James Harden, Rockets Must Compete Defensively to Contend for a Title
In the second quarter of the Rockets game against Dallas on Wednesday night, James Harden was "guarding" Vince Carter on the perimeter, if by "guarding" you mean "watching him as he goes sailing by before reaching out a hand and halfheartedly swatting at the ball from behind." Venerable Rockets TV play-by-play man Bill Worrell said during the replay, "He just swatted Carter on the ass." We assume Worrell's curse-word slip was uttered out of exasperation since plays like this have become all too common with the Rockets best player. In fact, after the "swat," Harden stood upright and watched as his man drove into the paint.
Photo by Groovehouse James Harden must improve his defense if he wants to be an elite player in the NBA.
This is not the Vince Carter who literally jumped over a 7'2" dude at the 2000 Olympics or who single-handedly brought the slam dunk contest back from the dead. This is the 36-year-old version, who is far more comfortable with pull-up jumpers than with above-the-rim acrobatics. And this is not an aberration. Harden routinely stabs at players as they drive by him and gets screened out of defensive switches. With all the preaching the Rockets did in the offseason about how defense would be the key to their success, it would appear Harden hasn't quite gotten the message.
If he appeared a bit lackadaisical on the defensive end of the floor last year, it was easily dismissed given how much of the offensive load he had to carry and the effort that required. But now Harden is surrounded by guys who can put up numbers offensively.

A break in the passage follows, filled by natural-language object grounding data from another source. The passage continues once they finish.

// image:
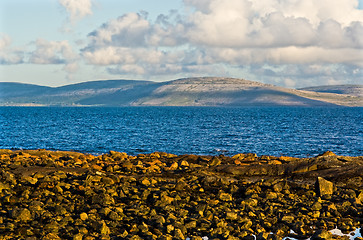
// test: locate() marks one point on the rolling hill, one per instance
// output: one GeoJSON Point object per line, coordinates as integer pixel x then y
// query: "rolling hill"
{"type": "Point", "coordinates": [206, 91]}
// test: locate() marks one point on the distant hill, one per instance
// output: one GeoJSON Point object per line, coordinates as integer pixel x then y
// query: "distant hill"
{"type": "Point", "coordinates": [355, 90]}
{"type": "Point", "coordinates": [206, 91]}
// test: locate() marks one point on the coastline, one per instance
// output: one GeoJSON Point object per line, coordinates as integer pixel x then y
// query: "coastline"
{"type": "Point", "coordinates": [81, 196]}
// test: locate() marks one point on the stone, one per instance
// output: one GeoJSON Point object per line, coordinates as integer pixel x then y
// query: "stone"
{"type": "Point", "coordinates": [321, 235]}
{"type": "Point", "coordinates": [104, 229]}
{"type": "Point", "coordinates": [324, 187]}
{"type": "Point", "coordinates": [178, 234]}
{"type": "Point", "coordinates": [83, 216]}
{"type": "Point", "coordinates": [215, 162]}
{"type": "Point", "coordinates": [231, 216]}
{"type": "Point", "coordinates": [225, 197]}
{"type": "Point", "coordinates": [22, 215]}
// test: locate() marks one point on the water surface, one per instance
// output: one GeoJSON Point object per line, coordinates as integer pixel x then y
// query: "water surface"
{"type": "Point", "coordinates": [275, 131]}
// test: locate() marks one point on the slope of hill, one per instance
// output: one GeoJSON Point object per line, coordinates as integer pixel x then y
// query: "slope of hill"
{"type": "Point", "coordinates": [207, 91]}
{"type": "Point", "coordinates": [354, 90]}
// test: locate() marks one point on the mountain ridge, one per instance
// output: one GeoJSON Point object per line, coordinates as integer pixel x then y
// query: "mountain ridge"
{"type": "Point", "coordinates": [197, 91]}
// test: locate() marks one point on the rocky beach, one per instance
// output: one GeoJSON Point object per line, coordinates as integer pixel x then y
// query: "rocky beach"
{"type": "Point", "coordinates": [69, 195]}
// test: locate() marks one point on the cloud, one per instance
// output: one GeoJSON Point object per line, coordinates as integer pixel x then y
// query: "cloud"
{"type": "Point", "coordinates": [77, 9]}
{"type": "Point", "coordinates": [52, 52]}
{"type": "Point", "coordinates": [8, 54]}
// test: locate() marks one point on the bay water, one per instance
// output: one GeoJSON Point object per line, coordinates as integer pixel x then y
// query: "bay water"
{"type": "Point", "coordinates": [289, 131]}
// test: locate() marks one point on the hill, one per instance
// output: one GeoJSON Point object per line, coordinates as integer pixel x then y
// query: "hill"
{"type": "Point", "coordinates": [354, 90]}
{"type": "Point", "coordinates": [206, 91]}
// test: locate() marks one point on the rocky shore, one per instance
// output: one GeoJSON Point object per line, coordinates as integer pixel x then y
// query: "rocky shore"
{"type": "Point", "coordinates": [69, 195]}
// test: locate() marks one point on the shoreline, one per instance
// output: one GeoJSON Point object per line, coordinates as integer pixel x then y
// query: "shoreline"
{"type": "Point", "coordinates": [71, 195]}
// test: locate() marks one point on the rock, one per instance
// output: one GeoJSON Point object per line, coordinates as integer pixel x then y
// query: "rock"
{"type": "Point", "coordinates": [321, 235]}
{"type": "Point", "coordinates": [327, 154]}
{"type": "Point", "coordinates": [22, 214]}
{"type": "Point", "coordinates": [83, 216]}
{"type": "Point", "coordinates": [324, 187]}
{"type": "Point", "coordinates": [231, 216]}
{"type": "Point", "coordinates": [104, 229]}
{"type": "Point", "coordinates": [215, 162]}
{"type": "Point", "coordinates": [178, 234]}
{"type": "Point", "coordinates": [225, 197]}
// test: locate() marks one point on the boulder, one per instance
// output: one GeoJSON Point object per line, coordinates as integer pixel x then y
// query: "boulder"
{"type": "Point", "coordinates": [324, 187]}
{"type": "Point", "coordinates": [322, 235]}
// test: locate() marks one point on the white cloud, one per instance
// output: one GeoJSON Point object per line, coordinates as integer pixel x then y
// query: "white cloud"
{"type": "Point", "coordinates": [8, 54]}
{"type": "Point", "coordinates": [52, 52]}
{"type": "Point", "coordinates": [77, 9]}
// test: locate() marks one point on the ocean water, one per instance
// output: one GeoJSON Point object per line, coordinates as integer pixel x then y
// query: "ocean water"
{"type": "Point", "coordinates": [300, 132]}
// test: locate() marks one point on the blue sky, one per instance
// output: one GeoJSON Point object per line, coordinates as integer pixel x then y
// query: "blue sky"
{"type": "Point", "coordinates": [287, 43]}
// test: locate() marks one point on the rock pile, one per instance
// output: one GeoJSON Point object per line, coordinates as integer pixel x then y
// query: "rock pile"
{"type": "Point", "coordinates": [68, 195]}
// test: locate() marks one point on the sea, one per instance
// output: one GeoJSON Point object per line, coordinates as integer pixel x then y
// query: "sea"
{"type": "Point", "coordinates": [274, 131]}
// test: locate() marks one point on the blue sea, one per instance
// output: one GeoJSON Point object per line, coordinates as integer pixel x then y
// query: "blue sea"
{"type": "Point", "coordinates": [291, 131]}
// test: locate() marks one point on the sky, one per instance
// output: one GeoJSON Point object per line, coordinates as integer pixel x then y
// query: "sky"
{"type": "Point", "coordinates": [290, 43]}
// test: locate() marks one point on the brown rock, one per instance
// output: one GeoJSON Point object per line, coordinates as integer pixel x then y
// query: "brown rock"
{"type": "Point", "coordinates": [324, 187]}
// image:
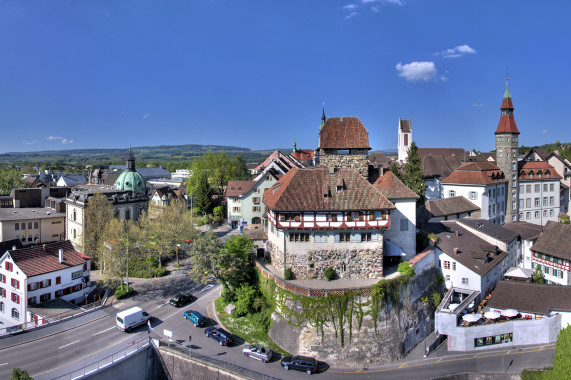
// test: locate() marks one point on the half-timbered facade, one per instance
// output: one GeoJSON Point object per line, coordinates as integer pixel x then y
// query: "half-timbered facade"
{"type": "Point", "coordinates": [326, 217]}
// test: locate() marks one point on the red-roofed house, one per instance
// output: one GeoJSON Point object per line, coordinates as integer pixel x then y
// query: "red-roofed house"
{"type": "Point", "coordinates": [29, 276]}
{"type": "Point", "coordinates": [483, 184]}
{"type": "Point", "coordinates": [326, 217]}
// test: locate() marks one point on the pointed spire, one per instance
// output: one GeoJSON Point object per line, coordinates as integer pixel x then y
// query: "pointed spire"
{"type": "Point", "coordinates": [322, 117]}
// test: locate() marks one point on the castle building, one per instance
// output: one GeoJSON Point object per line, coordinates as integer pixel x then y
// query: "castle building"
{"type": "Point", "coordinates": [507, 144]}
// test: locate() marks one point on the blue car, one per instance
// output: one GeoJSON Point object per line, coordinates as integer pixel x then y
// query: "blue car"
{"type": "Point", "coordinates": [222, 336]}
{"type": "Point", "coordinates": [195, 317]}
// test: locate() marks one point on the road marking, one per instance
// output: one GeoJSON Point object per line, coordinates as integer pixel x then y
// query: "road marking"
{"type": "Point", "coordinates": [101, 332]}
{"type": "Point", "coordinates": [69, 344]}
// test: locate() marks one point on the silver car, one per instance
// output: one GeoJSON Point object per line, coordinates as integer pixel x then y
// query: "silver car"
{"type": "Point", "coordinates": [258, 352]}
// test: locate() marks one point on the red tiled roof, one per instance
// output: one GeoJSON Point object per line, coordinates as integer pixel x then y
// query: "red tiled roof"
{"type": "Point", "coordinates": [35, 260]}
{"type": "Point", "coordinates": [392, 187]}
{"type": "Point", "coordinates": [305, 190]}
{"type": "Point", "coordinates": [476, 173]}
{"type": "Point", "coordinates": [526, 168]}
{"type": "Point", "coordinates": [237, 188]}
{"type": "Point", "coordinates": [344, 133]}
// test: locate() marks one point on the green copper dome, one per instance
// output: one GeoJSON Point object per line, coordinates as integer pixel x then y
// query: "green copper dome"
{"type": "Point", "coordinates": [130, 179]}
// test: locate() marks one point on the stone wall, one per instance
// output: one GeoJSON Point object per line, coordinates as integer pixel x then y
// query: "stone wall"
{"type": "Point", "coordinates": [348, 263]}
{"type": "Point", "coordinates": [358, 159]}
{"type": "Point", "coordinates": [397, 332]}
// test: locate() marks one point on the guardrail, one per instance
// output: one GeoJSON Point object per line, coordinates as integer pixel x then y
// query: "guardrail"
{"type": "Point", "coordinates": [230, 367]}
{"type": "Point", "coordinates": [309, 292]}
{"type": "Point", "coordinates": [131, 348]}
{"type": "Point", "coordinates": [10, 330]}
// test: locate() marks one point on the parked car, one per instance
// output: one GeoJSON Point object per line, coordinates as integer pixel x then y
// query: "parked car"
{"type": "Point", "coordinates": [300, 363]}
{"type": "Point", "coordinates": [181, 300]}
{"type": "Point", "coordinates": [195, 317]}
{"type": "Point", "coordinates": [222, 336]}
{"type": "Point", "coordinates": [258, 352]}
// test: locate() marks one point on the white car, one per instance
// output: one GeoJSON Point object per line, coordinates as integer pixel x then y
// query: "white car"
{"type": "Point", "coordinates": [258, 352]}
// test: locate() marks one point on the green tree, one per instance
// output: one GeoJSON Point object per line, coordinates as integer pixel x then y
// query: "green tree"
{"type": "Point", "coordinates": [20, 374]}
{"type": "Point", "coordinates": [413, 175]}
{"type": "Point", "coordinates": [97, 214]}
{"type": "Point", "coordinates": [537, 276]}
{"type": "Point", "coordinates": [202, 195]}
{"type": "Point", "coordinates": [229, 263]}
{"type": "Point", "coordinates": [10, 178]}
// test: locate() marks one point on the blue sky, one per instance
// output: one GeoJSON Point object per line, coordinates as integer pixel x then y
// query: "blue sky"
{"type": "Point", "coordinates": [254, 73]}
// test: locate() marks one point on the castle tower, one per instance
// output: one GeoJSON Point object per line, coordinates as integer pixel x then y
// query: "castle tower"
{"type": "Point", "coordinates": [405, 139]}
{"type": "Point", "coordinates": [506, 154]}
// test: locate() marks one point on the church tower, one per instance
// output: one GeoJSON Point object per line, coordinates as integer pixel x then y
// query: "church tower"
{"type": "Point", "coordinates": [405, 139]}
{"type": "Point", "coordinates": [507, 144]}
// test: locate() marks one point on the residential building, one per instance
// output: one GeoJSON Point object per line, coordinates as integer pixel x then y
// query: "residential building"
{"type": "Point", "coordinates": [473, 253]}
{"type": "Point", "coordinates": [538, 192]}
{"type": "Point", "coordinates": [327, 217]}
{"type": "Point", "coordinates": [551, 252]}
{"type": "Point", "coordinates": [442, 209]}
{"type": "Point", "coordinates": [402, 232]}
{"type": "Point", "coordinates": [483, 184]}
{"type": "Point", "coordinates": [245, 198]}
{"type": "Point", "coordinates": [528, 234]}
{"type": "Point", "coordinates": [33, 275]}
{"type": "Point", "coordinates": [128, 198]}
{"type": "Point", "coordinates": [32, 225]}
{"type": "Point", "coordinates": [507, 142]}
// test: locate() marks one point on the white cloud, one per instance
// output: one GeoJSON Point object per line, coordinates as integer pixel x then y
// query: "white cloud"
{"type": "Point", "coordinates": [456, 52]}
{"type": "Point", "coordinates": [417, 71]}
{"type": "Point", "coordinates": [351, 14]}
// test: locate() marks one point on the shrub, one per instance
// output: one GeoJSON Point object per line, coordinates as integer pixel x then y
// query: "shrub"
{"type": "Point", "coordinates": [436, 298]}
{"type": "Point", "coordinates": [329, 273]}
{"type": "Point", "coordinates": [228, 296]}
{"type": "Point", "coordinates": [122, 293]}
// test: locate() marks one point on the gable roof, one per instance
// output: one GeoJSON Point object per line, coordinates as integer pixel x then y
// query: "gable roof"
{"type": "Point", "coordinates": [527, 168]}
{"type": "Point", "coordinates": [346, 132]}
{"type": "Point", "coordinates": [530, 297]}
{"type": "Point", "coordinates": [526, 230]}
{"type": "Point", "coordinates": [34, 261]}
{"type": "Point", "coordinates": [476, 173]}
{"type": "Point", "coordinates": [237, 188]}
{"type": "Point", "coordinates": [474, 253]}
{"type": "Point", "coordinates": [393, 188]}
{"type": "Point", "coordinates": [316, 190]}
{"type": "Point", "coordinates": [445, 207]}
{"type": "Point", "coordinates": [554, 240]}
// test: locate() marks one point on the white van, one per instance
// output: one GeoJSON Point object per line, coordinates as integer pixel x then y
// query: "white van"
{"type": "Point", "coordinates": [131, 318]}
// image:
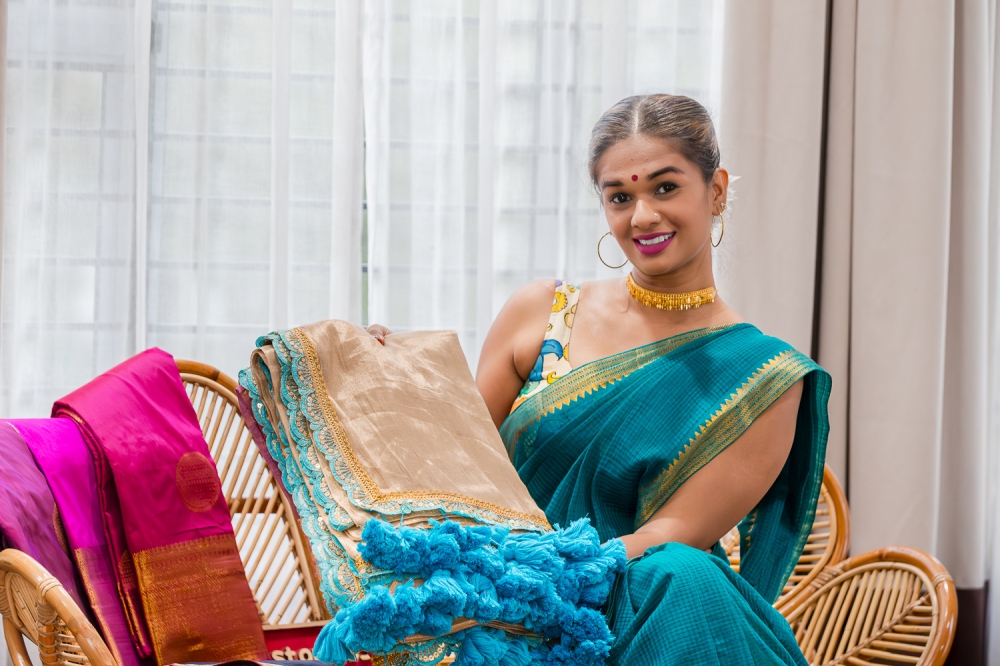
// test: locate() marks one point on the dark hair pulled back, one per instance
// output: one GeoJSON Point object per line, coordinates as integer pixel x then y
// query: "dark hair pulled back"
{"type": "Point", "coordinates": [680, 120]}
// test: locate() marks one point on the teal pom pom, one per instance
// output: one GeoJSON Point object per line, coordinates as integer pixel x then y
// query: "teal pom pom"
{"type": "Point", "coordinates": [550, 583]}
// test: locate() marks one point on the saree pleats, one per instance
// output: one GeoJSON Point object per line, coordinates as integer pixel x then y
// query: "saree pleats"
{"type": "Point", "coordinates": [615, 438]}
{"type": "Point", "coordinates": [68, 466]}
{"type": "Point", "coordinates": [173, 552]}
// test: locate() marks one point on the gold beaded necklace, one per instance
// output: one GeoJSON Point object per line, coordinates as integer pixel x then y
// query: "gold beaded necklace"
{"type": "Point", "coordinates": [661, 301]}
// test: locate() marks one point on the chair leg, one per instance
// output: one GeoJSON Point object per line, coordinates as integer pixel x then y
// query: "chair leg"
{"type": "Point", "coordinates": [15, 644]}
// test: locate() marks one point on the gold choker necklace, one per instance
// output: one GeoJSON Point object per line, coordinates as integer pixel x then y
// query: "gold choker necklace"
{"type": "Point", "coordinates": [661, 301]}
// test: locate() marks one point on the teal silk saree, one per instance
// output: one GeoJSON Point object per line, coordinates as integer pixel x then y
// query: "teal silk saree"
{"type": "Point", "coordinates": [615, 438]}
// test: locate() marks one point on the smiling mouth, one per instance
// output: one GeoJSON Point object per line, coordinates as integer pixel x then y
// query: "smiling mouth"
{"type": "Point", "coordinates": [656, 240]}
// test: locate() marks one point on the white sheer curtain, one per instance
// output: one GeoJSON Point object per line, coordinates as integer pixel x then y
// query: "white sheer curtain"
{"type": "Point", "coordinates": [477, 117]}
{"type": "Point", "coordinates": [192, 175]}
{"type": "Point", "coordinates": [69, 188]}
{"type": "Point", "coordinates": [173, 172]}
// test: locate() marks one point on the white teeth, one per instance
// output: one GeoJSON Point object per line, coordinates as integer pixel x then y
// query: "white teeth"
{"type": "Point", "coordinates": [658, 239]}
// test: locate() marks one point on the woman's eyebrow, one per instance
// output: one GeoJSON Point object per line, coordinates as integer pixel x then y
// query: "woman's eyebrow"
{"type": "Point", "coordinates": [664, 170]}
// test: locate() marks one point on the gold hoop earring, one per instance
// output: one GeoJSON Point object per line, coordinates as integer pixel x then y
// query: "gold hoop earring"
{"type": "Point", "coordinates": [722, 209]}
{"type": "Point", "coordinates": [602, 258]}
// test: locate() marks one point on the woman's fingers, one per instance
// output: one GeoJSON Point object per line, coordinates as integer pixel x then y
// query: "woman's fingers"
{"type": "Point", "coordinates": [378, 331]}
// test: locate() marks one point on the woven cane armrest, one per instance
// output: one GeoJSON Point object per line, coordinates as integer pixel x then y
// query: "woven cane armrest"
{"type": "Point", "coordinates": [889, 606]}
{"type": "Point", "coordinates": [273, 550]}
{"type": "Point", "coordinates": [828, 542]}
{"type": "Point", "coordinates": [34, 604]}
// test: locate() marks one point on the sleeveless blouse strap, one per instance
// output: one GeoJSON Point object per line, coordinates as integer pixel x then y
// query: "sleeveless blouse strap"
{"type": "Point", "coordinates": [553, 360]}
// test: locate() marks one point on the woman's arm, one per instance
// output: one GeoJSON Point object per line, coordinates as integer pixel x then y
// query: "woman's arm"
{"type": "Point", "coordinates": [725, 490]}
{"type": "Point", "coordinates": [512, 346]}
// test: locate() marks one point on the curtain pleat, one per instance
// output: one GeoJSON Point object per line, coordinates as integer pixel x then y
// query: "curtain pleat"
{"type": "Point", "coordinates": [477, 123]}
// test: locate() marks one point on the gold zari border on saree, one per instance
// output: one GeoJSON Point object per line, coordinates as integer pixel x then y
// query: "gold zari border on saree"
{"type": "Point", "coordinates": [729, 421]}
{"type": "Point", "coordinates": [360, 474]}
{"type": "Point", "coordinates": [594, 376]}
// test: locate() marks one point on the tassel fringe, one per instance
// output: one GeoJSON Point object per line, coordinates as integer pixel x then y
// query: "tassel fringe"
{"type": "Point", "coordinates": [552, 583]}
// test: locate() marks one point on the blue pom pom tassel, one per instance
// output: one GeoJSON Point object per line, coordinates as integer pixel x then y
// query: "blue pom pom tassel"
{"type": "Point", "coordinates": [551, 583]}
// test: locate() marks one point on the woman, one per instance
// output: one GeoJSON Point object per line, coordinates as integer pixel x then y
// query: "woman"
{"type": "Point", "coordinates": [667, 420]}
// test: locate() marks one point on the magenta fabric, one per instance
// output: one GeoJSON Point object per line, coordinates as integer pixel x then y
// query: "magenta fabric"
{"type": "Point", "coordinates": [140, 415]}
{"type": "Point", "coordinates": [155, 469]}
{"type": "Point", "coordinates": [29, 521]}
{"type": "Point", "coordinates": [243, 399]}
{"type": "Point", "coordinates": [68, 467]}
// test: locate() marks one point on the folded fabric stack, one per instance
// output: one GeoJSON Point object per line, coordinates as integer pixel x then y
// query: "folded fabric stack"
{"type": "Point", "coordinates": [122, 482]}
{"type": "Point", "coordinates": [426, 540]}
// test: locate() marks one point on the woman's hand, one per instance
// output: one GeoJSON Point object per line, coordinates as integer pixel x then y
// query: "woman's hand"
{"type": "Point", "coordinates": [379, 332]}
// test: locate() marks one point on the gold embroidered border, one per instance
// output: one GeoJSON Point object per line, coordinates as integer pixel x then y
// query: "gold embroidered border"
{"type": "Point", "coordinates": [729, 421]}
{"type": "Point", "coordinates": [85, 558]}
{"type": "Point", "coordinates": [597, 375]}
{"type": "Point", "coordinates": [198, 603]}
{"type": "Point", "coordinates": [361, 475]}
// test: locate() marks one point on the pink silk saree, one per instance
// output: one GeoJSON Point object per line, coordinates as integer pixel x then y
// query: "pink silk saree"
{"type": "Point", "coordinates": [154, 467]}
{"type": "Point", "coordinates": [29, 519]}
{"type": "Point", "coordinates": [68, 467]}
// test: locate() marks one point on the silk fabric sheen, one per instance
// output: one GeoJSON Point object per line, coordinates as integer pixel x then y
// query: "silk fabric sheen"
{"type": "Point", "coordinates": [173, 523]}
{"type": "Point", "coordinates": [69, 469]}
{"type": "Point", "coordinates": [396, 431]}
{"type": "Point", "coordinates": [29, 520]}
{"type": "Point", "coordinates": [615, 438]}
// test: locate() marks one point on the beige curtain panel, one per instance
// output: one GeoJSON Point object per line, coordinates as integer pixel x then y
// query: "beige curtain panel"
{"type": "Point", "coordinates": [865, 230]}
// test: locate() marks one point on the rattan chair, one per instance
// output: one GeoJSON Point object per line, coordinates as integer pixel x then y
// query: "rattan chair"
{"type": "Point", "coordinates": [35, 604]}
{"type": "Point", "coordinates": [273, 549]}
{"type": "Point", "coordinates": [889, 606]}
{"type": "Point", "coordinates": [828, 542]}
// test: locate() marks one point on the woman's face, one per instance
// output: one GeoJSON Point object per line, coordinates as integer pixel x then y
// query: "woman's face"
{"type": "Point", "coordinates": [658, 206]}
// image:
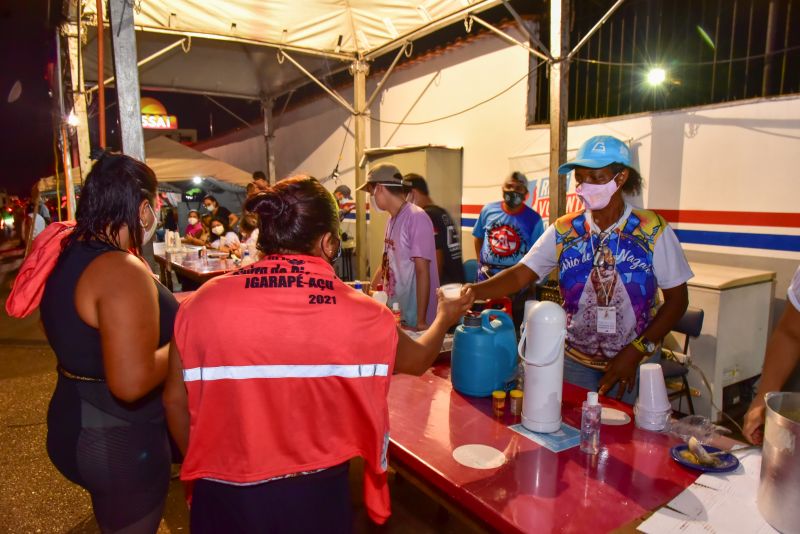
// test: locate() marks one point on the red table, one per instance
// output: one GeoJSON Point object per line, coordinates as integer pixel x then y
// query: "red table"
{"type": "Point", "coordinates": [536, 490]}
{"type": "Point", "coordinates": [192, 267]}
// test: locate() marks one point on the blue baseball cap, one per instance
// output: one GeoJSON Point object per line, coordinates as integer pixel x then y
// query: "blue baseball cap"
{"type": "Point", "coordinates": [598, 152]}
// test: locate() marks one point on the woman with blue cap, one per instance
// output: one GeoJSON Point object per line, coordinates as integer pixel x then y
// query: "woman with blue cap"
{"type": "Point", "coordinates": [612, 259]}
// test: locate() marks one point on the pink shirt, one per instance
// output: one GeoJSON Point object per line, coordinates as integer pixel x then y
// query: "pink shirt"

Yet he still, frustratingly, takes plays off on defense.
This would be less of an issue if the Rockets were a decent defensive team, particularly on the perimeter, but they are not. They certainly aren't terrible, thanks to rim protection from Dwight Howard, Omer Asik and Terrence Jones, but opponents routinely get into the paint against them, which leads to easy baskets. Despite the scoring jag they went on for three quarters in Dallas, the Mavericks were never out of it and all it took was a lull in scoring for them to overtake the Rockets and win, which is why Harden and the Rockets must learn to play both ends of the floor.
I would never consider myself to be someone who lives by advanced metrics, but one particular stat stood out when looking over Harden's numbers this year. The percentage of shots players get at the rim while being guarded by Harden is 52.2 percent. That ranks him last among all the Rockets rotation players and it is particularly bad for a guy who plays on the wing. Far too often, his man gets to the basket on his watch.